We build item sets by checking which ‘symbols’ can be consumed. A symbol can either be a terminal or a non-terminal (symbol, here you go we overload the term symbol).
Starting from I0, possible symbols to be consumed are:
id, (, E. This results into the
following three item sets.
consume id
I1: { E -> id. }
consume (
I2: { E -> (.E), E -> .id, E -> .(E), E -> .E+E, E -> .E*E }
consume E
I3: { S -> E., E -> E.+E, E -> E.*E }
Observations:
We seem to have a shift/reduce conflict for I3:
S -> E. versus E -> E.+E. However, we
can resolve this conflict as the reduction S -> E. only
applies in case we hit the EOF symbol.
The process of “shifting” the . across the
right-hand side resembles the derivative operation we have seen in the
context of regular expressions.
Let’s continue to build the remaining item sets and transitions. We
write StartItem - symbol -> NextItem to indicate the
resulting transitions of the FSA obtained by building item sets.
I0 - id -> I1
I0 - ( -> I2
I0 - E -> I3
I2 - id -> I1
I2 - ( -> I2
I2 - E -> I4
I3 - + -> I5
I3 - * -> I6
I4 - ) -> I7
I4 - + -> I5
I4 - * -> I6
I5 - id -> I1
I5 - ( -> I2
I5 - E -> I7
I6 - id -> I1
I6 - ( -> I2
I6 - E -> I8
I7 - + -> I5
I7 - * -> I6
I8 - + -> I5
I8 - * -> I6
I0 : { S -> .E, E -> .id, E -> .(E), E -> .E+E, E -> .E*E }
// I0 - id -> I1
I1: { E -> id. }
// I0 - ( -> I2
I2: { E -> (.E), E -> .id, E -> .(E), E -> .E+E, E -> .E*E }
// I0 - E -> I3
I3: { S -> E., E -> E.+E, E -> E.*E }
// I2 - E -> I4
I4 : { E -> (E.), E -> E.+E, E -> E.*E }
// I3 - + -> I5
I5 : { E -> E+.E, E -> .id, E -> .(E), E -> .E+E, E -> .E*E }
// I3 - * -> I6
I6 : { E -> E*.E, E -> .id, E -> .(E), E -> .E+E, E -> .E*E }
// I5 - E -> I7
I7: { E -> E+E., E -> E.+E, E -> E.*E }
// I6 - E -> I8
I8: { E -> E*E., E -> E.+E, E -> E.*E }
Observations.
We encounter shift/reduce conflicts in I7 and
I8.
This is no surprise as we know that this grammar is unambiguous!
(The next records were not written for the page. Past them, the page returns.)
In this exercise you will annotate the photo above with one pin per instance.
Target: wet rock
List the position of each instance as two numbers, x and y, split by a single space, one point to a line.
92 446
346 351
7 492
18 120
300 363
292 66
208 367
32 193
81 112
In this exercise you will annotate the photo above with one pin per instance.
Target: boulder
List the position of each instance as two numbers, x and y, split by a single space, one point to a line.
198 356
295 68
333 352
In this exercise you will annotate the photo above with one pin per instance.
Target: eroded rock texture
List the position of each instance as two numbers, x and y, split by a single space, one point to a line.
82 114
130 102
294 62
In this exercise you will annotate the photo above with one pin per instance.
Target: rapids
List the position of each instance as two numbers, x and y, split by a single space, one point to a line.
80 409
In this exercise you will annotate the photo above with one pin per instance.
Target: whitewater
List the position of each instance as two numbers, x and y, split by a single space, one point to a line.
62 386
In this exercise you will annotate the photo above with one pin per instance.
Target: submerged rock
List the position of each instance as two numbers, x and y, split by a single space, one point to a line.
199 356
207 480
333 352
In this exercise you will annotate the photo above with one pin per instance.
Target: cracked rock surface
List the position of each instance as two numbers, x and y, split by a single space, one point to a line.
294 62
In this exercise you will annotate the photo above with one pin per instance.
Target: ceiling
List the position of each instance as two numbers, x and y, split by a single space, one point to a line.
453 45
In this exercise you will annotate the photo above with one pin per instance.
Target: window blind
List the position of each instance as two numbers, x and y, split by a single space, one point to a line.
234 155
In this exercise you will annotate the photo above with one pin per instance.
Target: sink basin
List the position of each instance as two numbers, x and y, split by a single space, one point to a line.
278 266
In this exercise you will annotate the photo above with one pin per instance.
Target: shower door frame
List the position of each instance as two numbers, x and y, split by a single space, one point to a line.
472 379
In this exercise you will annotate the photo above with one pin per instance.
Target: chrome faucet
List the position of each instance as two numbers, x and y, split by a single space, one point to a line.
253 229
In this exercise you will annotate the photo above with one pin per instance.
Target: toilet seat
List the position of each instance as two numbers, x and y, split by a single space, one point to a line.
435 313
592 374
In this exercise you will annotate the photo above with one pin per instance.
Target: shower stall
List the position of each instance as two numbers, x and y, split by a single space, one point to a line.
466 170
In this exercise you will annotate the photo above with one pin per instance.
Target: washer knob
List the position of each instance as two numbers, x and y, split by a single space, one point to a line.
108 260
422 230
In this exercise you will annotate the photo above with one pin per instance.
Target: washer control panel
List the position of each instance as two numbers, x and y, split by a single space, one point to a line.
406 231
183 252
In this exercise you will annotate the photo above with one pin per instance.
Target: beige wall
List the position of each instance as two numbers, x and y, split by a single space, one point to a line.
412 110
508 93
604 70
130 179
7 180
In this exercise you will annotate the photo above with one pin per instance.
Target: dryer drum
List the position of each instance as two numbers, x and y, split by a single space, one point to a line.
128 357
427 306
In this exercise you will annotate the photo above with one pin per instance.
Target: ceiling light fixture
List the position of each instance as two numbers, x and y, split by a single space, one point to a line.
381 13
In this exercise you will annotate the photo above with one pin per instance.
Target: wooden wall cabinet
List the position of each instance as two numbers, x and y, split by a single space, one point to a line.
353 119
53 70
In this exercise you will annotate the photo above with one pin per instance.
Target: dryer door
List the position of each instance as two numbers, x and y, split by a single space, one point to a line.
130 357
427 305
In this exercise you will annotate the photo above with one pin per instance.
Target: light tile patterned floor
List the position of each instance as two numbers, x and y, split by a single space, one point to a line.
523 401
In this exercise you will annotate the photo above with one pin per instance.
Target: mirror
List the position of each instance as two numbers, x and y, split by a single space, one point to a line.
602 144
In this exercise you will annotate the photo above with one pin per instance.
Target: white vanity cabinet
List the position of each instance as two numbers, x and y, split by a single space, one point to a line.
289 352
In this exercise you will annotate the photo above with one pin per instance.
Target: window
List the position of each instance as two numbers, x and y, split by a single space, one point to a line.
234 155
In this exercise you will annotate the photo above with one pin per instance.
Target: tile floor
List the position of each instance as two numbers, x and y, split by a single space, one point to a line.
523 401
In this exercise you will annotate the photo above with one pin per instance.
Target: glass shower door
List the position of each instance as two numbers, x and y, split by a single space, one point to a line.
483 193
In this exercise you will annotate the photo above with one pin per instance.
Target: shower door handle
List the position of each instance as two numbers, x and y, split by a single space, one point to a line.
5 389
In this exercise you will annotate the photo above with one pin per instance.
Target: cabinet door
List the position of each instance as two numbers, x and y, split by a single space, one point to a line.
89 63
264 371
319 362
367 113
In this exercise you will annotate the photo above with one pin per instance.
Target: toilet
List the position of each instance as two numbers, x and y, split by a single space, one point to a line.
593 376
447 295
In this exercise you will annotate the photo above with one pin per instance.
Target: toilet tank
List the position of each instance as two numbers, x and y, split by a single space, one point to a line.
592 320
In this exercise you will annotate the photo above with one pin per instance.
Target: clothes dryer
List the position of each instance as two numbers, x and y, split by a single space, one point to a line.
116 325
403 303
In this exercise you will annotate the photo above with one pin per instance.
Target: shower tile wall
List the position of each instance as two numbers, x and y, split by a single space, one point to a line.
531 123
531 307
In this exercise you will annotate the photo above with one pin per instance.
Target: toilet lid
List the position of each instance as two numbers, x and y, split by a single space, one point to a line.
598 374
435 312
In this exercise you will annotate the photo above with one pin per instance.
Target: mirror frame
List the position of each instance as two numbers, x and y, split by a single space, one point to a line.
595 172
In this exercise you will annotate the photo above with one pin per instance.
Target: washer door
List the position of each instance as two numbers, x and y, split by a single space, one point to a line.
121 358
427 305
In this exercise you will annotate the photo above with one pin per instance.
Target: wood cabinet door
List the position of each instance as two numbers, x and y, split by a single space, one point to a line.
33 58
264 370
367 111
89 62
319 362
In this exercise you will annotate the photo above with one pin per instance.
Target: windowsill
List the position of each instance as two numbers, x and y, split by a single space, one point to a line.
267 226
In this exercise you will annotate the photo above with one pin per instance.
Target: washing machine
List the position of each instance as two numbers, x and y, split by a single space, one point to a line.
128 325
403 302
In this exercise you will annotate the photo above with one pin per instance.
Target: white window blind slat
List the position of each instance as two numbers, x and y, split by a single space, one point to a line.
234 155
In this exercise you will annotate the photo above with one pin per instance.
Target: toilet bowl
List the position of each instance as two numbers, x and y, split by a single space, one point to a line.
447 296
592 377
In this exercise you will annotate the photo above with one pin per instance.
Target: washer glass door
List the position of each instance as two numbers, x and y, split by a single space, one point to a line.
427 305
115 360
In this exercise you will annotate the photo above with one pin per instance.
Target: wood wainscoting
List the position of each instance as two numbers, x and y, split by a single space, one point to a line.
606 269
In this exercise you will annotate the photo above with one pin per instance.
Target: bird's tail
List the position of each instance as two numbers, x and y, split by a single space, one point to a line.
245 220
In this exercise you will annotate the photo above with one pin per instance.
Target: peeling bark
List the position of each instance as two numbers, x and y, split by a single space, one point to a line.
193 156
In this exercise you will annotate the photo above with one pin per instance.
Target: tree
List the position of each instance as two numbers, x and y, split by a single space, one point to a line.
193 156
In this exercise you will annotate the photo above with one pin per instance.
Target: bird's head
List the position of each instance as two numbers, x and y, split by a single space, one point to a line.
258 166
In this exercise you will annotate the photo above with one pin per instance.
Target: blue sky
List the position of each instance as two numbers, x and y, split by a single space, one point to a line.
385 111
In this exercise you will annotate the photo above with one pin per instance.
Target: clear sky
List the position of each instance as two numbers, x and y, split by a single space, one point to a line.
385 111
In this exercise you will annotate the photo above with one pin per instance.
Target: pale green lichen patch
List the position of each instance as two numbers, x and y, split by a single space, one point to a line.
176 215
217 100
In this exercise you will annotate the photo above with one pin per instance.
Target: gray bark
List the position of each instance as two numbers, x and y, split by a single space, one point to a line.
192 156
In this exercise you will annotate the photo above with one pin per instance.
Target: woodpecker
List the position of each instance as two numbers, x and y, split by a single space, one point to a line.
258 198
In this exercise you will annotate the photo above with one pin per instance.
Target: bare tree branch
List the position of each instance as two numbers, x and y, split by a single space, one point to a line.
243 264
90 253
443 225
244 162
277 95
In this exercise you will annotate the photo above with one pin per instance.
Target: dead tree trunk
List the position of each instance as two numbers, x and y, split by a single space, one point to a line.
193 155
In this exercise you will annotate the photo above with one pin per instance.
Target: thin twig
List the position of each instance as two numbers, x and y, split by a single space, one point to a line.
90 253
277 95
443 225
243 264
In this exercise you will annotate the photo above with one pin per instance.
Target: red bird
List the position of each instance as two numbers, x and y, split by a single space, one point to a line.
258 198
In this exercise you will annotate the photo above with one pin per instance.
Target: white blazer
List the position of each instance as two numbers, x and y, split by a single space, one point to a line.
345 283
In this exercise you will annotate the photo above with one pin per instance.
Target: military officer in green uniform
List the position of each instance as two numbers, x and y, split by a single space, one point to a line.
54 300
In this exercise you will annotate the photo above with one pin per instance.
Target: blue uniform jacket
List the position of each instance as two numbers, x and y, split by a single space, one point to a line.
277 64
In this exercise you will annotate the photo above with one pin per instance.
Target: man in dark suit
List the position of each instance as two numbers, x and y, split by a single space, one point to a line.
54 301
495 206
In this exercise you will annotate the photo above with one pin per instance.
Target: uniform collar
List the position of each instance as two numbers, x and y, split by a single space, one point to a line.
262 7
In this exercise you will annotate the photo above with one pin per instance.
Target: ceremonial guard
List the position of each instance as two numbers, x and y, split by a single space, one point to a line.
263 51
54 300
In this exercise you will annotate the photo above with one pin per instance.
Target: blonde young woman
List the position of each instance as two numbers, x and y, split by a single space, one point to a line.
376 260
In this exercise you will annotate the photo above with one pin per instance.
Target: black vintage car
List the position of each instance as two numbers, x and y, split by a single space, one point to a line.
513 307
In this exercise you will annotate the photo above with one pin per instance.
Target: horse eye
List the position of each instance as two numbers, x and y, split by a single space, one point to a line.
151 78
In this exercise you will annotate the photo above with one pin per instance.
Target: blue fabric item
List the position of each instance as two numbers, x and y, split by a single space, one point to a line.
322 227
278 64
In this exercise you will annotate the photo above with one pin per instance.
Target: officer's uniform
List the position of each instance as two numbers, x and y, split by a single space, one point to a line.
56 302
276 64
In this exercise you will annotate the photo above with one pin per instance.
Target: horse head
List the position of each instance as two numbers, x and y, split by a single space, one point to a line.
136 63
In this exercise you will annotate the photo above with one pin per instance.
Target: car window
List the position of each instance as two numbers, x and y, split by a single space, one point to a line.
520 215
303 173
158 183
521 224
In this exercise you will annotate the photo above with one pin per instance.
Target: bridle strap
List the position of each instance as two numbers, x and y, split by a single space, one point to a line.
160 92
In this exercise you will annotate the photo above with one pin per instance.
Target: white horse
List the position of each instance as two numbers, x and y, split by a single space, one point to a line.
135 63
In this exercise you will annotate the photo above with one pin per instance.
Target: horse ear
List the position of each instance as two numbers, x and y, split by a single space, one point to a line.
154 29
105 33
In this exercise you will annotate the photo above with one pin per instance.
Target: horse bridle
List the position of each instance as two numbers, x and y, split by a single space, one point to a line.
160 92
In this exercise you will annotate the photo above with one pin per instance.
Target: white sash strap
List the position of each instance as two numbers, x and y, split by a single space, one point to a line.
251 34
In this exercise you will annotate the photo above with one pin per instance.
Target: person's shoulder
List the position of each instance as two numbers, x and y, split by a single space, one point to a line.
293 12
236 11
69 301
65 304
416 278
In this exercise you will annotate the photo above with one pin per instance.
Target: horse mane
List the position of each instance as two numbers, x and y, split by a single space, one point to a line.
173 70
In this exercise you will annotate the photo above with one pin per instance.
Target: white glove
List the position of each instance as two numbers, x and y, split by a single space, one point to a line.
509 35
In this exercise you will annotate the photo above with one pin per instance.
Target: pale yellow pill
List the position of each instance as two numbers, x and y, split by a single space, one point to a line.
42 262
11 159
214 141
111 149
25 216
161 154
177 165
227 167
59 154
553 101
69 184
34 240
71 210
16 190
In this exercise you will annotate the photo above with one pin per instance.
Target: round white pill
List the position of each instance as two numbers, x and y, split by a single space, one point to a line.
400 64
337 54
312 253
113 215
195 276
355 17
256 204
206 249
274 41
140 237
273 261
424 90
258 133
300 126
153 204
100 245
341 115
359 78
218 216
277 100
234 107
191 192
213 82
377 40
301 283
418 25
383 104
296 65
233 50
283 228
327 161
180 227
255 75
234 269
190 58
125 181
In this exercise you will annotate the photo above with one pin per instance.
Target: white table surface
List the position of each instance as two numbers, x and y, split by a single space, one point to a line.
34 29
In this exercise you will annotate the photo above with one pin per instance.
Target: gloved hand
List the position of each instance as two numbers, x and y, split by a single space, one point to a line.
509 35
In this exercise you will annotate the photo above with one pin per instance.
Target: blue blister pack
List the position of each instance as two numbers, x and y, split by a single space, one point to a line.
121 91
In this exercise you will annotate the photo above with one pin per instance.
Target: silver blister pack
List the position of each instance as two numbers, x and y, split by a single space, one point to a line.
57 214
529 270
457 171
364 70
How to resolve these conflicts?
S -> E
E -> T+E
E -> T
T -> F*T
T -> F
F -> id
F -> (E)
* has precdence over +
Both operations are left-associative
If we are in state 9 (item set I7) and lookahead is
+, then reduce (left-associative). If lookahead is
*, then shift (precedence).
If we are in state 10 (item set I8) and lookahead is
*, then reduce (left-associative). If lookahead is
+, then reduce again (precedence).
This special case can be deal with in yacc by specifying
that * has a higher precedence than +.
Recall
Stmt -> if E then Stmt else Stmt
Stmt -> if E then Stmt
Stmt -> other
This grammar is ambiguous. For example, consider
if expr then if expr then other else other
Disambiguation: “Match closest then”.
Stmt -> Match
Stmt -> Unmatch
Stmt -> other
Match -> if E then Match else Match
Match -> other
Unmatch -> if E then Stmt
Unmatch -> if E then Match else Unmatch
This grammar should be accepted by yacc, hence, belongs to the class LALR(1).